Specific tools has been mentioned to analyse a website and create a report that shows all the cookies placed during the visit. They can help to produce the list, but they can’t tell if the cookie is “essential” or not. They have been marked as an help for the authorities when evaluating a case in addition to the information provided by the website.

No withdraw icon

Some cases showed that after the user gave its consent for the processing, they cannot withdraw it later. The website does not propose a “privacy settings” access, or it’s very difficult to find it, resulting the user being unable to withdraw their consent.

Both ePrivacy Directive (Article 5 (3)) and GDPR (article 7) require to let the user withdraw their consent at any time, and in a way as easy as to give consent. A case presenting a different way would be considered as non-compliant.

But, since the authorities could not provide or impose a specific implementation, the cases will have to be studied individually.

Personal interpretation

With these guidelines for cases analysis, I have the feeling that a lot of cookie banners will have trouble if complaints are filled against them.

For example, on the French news website FranceInfo, the refusal of the cookie deposit is on the top right of the banner (a design regularly seen) while the “Accept” or “Parameter” buttons are clearly visible. However, you can see that the contrast is not made to highlight the “Accept” button, they’re both neutral which seems to be acceptable.

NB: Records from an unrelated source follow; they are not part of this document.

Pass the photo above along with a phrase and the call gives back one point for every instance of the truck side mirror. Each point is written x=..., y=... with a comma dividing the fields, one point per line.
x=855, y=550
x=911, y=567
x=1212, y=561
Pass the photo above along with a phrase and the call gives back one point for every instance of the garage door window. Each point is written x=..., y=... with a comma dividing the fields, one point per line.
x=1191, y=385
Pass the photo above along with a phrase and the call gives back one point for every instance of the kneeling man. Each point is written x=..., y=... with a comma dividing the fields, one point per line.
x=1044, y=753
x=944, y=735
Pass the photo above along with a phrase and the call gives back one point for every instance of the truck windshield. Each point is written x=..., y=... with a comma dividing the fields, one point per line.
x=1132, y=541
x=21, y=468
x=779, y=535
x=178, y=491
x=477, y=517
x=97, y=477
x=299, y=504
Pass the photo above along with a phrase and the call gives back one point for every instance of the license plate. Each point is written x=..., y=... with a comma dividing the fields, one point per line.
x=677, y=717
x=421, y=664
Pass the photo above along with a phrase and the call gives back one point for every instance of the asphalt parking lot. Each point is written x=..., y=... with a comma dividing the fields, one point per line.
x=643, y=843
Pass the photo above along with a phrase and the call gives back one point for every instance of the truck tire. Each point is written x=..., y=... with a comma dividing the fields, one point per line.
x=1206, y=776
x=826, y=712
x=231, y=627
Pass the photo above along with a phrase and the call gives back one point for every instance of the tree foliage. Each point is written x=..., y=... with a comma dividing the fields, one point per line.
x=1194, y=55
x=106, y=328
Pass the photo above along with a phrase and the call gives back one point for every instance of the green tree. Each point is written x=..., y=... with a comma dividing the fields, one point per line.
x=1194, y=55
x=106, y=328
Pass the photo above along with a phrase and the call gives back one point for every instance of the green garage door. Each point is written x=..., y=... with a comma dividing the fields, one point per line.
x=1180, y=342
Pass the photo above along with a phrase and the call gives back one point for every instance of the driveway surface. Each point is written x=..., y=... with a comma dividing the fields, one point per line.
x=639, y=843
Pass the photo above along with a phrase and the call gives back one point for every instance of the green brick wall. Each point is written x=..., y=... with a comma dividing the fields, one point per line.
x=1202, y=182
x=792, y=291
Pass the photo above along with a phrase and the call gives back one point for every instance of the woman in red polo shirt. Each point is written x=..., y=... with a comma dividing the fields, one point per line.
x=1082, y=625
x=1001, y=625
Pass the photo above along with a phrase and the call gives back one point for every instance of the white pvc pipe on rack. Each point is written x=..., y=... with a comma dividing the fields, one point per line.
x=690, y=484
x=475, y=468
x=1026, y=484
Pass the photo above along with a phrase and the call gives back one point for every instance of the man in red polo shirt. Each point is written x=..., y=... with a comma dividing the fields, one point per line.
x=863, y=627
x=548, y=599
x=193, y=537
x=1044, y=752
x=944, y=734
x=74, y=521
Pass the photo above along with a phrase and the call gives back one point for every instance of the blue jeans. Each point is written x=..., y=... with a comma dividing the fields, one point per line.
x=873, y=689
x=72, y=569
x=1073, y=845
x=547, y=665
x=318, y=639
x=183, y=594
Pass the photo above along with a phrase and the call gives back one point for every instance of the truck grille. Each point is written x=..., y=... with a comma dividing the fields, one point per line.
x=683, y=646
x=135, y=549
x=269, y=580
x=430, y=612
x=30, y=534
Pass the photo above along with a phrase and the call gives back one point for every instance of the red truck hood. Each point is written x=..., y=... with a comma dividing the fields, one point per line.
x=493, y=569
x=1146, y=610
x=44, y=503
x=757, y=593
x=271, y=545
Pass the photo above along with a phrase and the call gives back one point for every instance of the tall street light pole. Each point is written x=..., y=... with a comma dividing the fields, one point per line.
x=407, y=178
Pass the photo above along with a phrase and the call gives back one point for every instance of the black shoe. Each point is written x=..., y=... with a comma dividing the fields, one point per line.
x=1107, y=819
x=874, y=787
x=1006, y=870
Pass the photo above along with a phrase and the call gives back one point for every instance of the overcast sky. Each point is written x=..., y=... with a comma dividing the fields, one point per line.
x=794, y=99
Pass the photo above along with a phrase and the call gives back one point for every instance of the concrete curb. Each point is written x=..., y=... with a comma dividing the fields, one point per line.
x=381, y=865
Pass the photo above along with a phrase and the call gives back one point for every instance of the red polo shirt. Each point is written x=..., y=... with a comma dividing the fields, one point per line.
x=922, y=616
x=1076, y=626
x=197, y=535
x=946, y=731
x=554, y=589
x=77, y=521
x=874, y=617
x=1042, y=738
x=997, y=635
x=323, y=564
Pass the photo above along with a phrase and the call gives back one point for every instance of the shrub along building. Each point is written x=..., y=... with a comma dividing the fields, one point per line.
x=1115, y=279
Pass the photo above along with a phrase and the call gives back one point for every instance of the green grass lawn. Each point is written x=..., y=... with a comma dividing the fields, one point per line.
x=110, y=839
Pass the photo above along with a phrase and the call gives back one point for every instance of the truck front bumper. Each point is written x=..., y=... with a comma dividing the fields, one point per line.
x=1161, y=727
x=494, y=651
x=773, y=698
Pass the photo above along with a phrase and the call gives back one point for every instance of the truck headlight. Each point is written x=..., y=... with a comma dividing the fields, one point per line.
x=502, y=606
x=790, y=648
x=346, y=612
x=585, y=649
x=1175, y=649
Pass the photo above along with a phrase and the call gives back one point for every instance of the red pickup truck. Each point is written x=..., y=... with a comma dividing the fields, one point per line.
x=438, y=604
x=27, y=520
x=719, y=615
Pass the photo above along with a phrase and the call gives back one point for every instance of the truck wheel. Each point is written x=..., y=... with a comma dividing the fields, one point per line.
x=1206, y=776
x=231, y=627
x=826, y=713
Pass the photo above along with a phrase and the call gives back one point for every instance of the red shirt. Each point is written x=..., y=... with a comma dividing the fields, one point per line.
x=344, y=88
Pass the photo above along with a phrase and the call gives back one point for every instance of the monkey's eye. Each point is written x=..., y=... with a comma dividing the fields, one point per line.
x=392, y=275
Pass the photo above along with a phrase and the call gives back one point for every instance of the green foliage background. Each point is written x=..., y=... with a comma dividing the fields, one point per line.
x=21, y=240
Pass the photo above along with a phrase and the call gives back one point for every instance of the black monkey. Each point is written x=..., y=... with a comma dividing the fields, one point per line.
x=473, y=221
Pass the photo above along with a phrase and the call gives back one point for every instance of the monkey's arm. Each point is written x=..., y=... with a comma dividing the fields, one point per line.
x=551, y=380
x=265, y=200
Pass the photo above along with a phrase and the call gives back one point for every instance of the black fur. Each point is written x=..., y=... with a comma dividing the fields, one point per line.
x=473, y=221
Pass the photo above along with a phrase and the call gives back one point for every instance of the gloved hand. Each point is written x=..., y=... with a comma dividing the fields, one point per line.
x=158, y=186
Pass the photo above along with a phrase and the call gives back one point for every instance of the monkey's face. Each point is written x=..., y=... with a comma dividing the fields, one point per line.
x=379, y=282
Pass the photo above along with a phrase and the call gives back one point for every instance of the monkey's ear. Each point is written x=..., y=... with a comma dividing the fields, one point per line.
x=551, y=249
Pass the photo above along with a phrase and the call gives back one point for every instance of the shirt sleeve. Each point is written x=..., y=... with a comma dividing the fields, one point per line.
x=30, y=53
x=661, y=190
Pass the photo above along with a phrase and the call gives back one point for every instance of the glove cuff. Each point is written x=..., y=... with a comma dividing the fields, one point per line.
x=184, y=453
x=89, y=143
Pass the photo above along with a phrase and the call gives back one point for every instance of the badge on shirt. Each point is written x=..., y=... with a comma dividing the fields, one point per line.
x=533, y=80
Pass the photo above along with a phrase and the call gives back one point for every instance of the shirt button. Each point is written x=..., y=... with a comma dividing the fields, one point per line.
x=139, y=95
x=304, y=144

Still in newspaper websites, a second case is the French newspaper Le Monde which present the same disposition, but with a more appealing “Accept” button. In addition, Le Monde presents a different case which is the “Cookie Paywall” saying : “Accept tracking or subscribe a paid access”. This method was considered as non-compliant by la CNIL because it would not be a valid consent. However, the decision has been contested and invalidated by le Conseil d’Etat, the French juridiction judging the administrative cases. It’s still a kind of blurry since the case has not be ported to the European Union Court of Justice at my knowledge.


Let’s check a famous retailer, no need to introduce it. Same here, the cookie banner put emphasis on the “Accept all” button and diminish the “Personalize”. The “Refuse all” is hidden on the top right, with only a link styling.


A French retailer this time, but with the same pattern.


A last one, Fandom, the various “fan made Wikis” with tons of advertising. It present the same case of cookie banner made to constraint the user if they want to refuse.

fandom fandom

And that’s a Desktop navigation… That’s a reason while I don’t surf on my smartphone unless absolute necessity, because these cookie wall are such a pain in the ass with these small screens and they are clearly designed in a way to for you to accept.

Various content blocker like µBlock or your browser builtin feature (like Vivaldi’s ad blocker) can remove them but be careful : a badly designed cookie banner could write cookies if the banner has been blocked. Don’t forget : the consent cannot be a passive action, the user has to willingly click on “accept”. One recommendation I’ve repeated a couple of times here : clean the cookies after the session. You have browser addons such as “CookieAutoDelete” for a very precise setting (like whitelisting your favorites or trusted websites) if your browser’s are not enough.